12.5    You must not commit or attempt to commit any offence: (i) of fraud, uttering or embezzlement at common law or (ii) of any other kind referred to in regulation 58(1) of the Public Contracts (Scotland) Regulations 2015.

13. General

13.1    Nothing in these Terms and Conditions is intended to nor shall create any partnership, joint venture or agency, the Parties being with respect to one another independent contractors.

13.2    The Partner shall not be entitled to assign, novate, sub-contract or otherwise transfer the whole or any part of its rights or obligations under this these Terms and Conditions without the prior written consent of VisitScotland.

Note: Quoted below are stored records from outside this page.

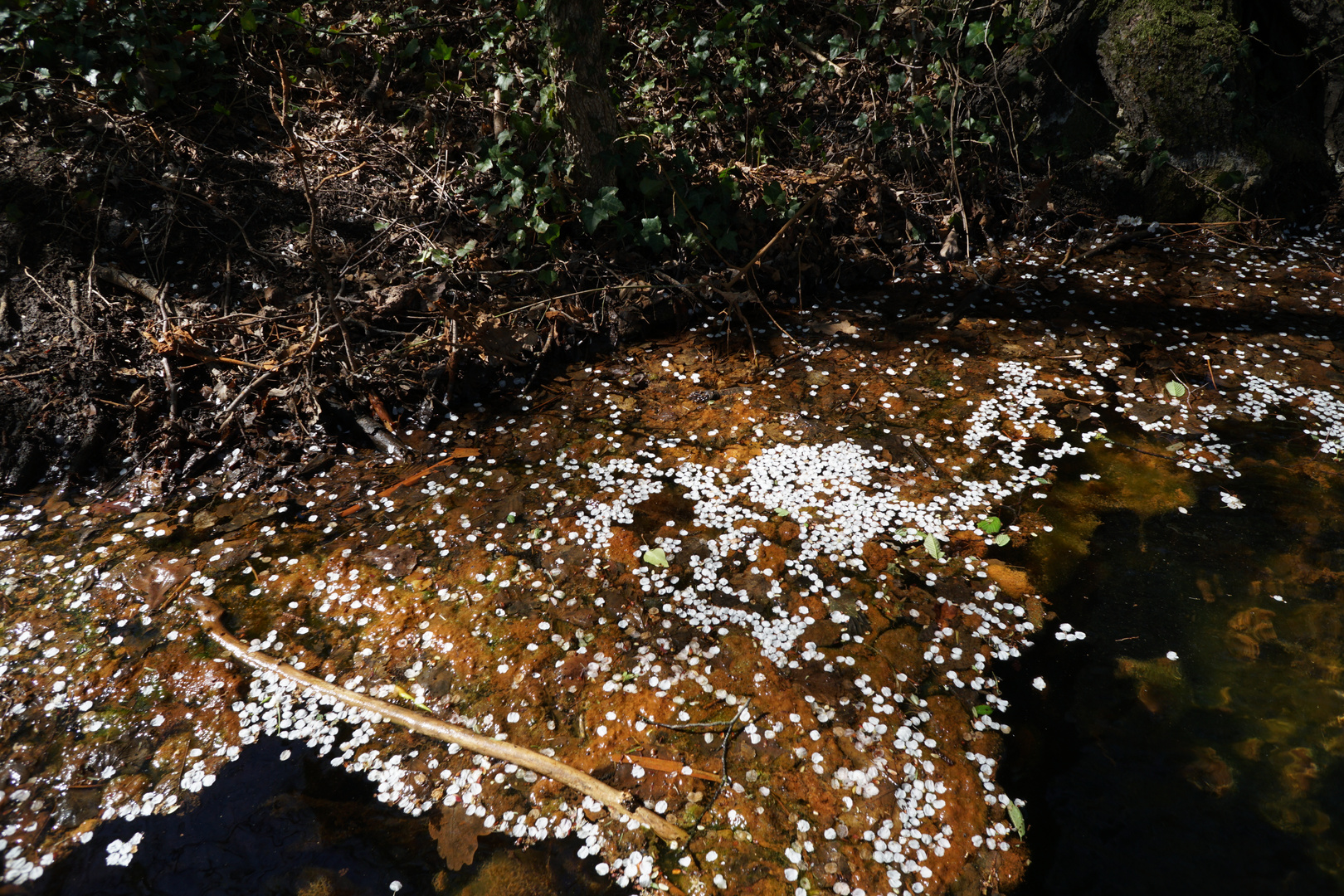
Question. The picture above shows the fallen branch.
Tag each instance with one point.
(128, 281)
(802, 210)
(617, 801)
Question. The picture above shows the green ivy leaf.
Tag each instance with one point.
(606, 204)
(652, 234)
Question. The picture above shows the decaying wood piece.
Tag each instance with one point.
(617, 801)
(128, 281)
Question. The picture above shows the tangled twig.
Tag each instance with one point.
(619, 801)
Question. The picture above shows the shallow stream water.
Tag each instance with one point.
(713, 574)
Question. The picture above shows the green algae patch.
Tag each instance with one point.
(763, 602)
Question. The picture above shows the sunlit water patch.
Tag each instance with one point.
(763, 598)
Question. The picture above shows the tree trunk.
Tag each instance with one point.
(583, 99)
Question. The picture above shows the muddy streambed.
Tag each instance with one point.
(782, 592)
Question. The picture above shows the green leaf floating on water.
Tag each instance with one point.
(1018, 821)
(932, 547)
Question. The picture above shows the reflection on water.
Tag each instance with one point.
(1190, 744)
(301, 828)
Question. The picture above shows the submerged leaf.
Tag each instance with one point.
(932, 547)
(1018, 821)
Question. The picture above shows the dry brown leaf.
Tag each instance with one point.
(668, 765)
(457, 835)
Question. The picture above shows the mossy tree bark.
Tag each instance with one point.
(583, 95)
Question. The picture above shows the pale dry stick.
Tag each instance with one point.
(802, 210)
(619, 801)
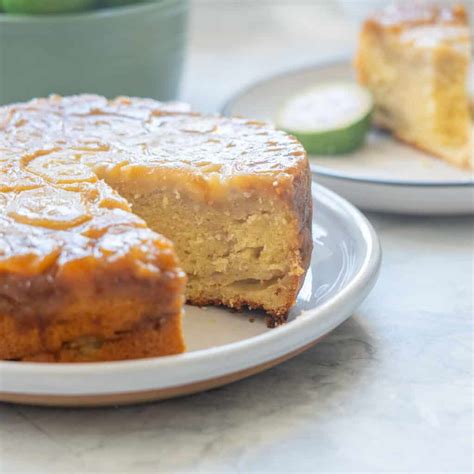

13.3    Any notice or communication to be given hereunder shall be in writing and shall be left at or sent by recorded delivery post to VisitScotland at the address set out herein and to the Partner at the address set out herein or such other address of which notice in writing is given for that purpose and any notice so given by post shall be deemed to have been served forty-eight hours after it is posted and in proving such service it shall be sufficient to provide that the envelope containing the notice was properly addressed and posted as set out above.

13.4    The Parties commit to embedding compliance with The Equality Act 2010 (the “Act”) in their day to day working practices and in the delivery of the Partnership Marketing Programme. In particular, the Parties shall ensure that they:

13.4.1    eliminate unlawful discrimination, harassment and victimisation and other conduct prohibited under the Act;

13.4.2    advance equality of opportunity between people who share a relevant protected characteristic and those who do not; and

13.4.3    foster good relations between people who share a protected characteristic and those who do not.

13.5    The Marketing Partner shall support the Equality Diversity and Inclusion Requirements and more generally VisitScotland’s Equality Diversity and Inclusion Pledge wherever possible in their performance of these Terms and Conditions.

13.6    The illegality and/or unenforceability of any provision or part of these Terms and Conditions shall not affect the enforceability of the remainder of these Terms and Conditions.

13.7    Nothing in these Terms and Conditions creates or is intended to create any right enforceable by any person that is not a Party to these Terms and Conditions.

13.8    These Terms and Conditions, together with the Agreement Details, constitute the entire agreement between VisitScotland and the Partner in connection with its subject matter and supersedes any prior agreements or arrangements between VisitScotland and the Partner in connection with the subject matter of the Partnership Marketing Programme.

13.9    Each Party acknowledges that, in entering into these Terms and Conditions it does not rely on any statement, representation, assurance or warranty of any person (whether a Party to these Terms and Conditions or not and whether made innocently or negligently) other than as expressly set out in these Terms and Conditions.

13.10    The Agreement Details may be executed in any number of counterparts, each of which when executed and delivered shall constitute a duplicate original, but all the counterparts shall together constitute the one agreement. Where Agreement Details are executed in counterparts, no counterpart shall be effective unless and until each Party has executed and delivered a counterpart to the other Party.

13.11    These Terms and Conditions shall be governed and construed in all respects in accordance with the laws of Scotland and the Parties hereby submit to the exclusive jurisdiction of the Scottish Courts in connection with any disputes arising out of or in connection with these Terms and Conditions.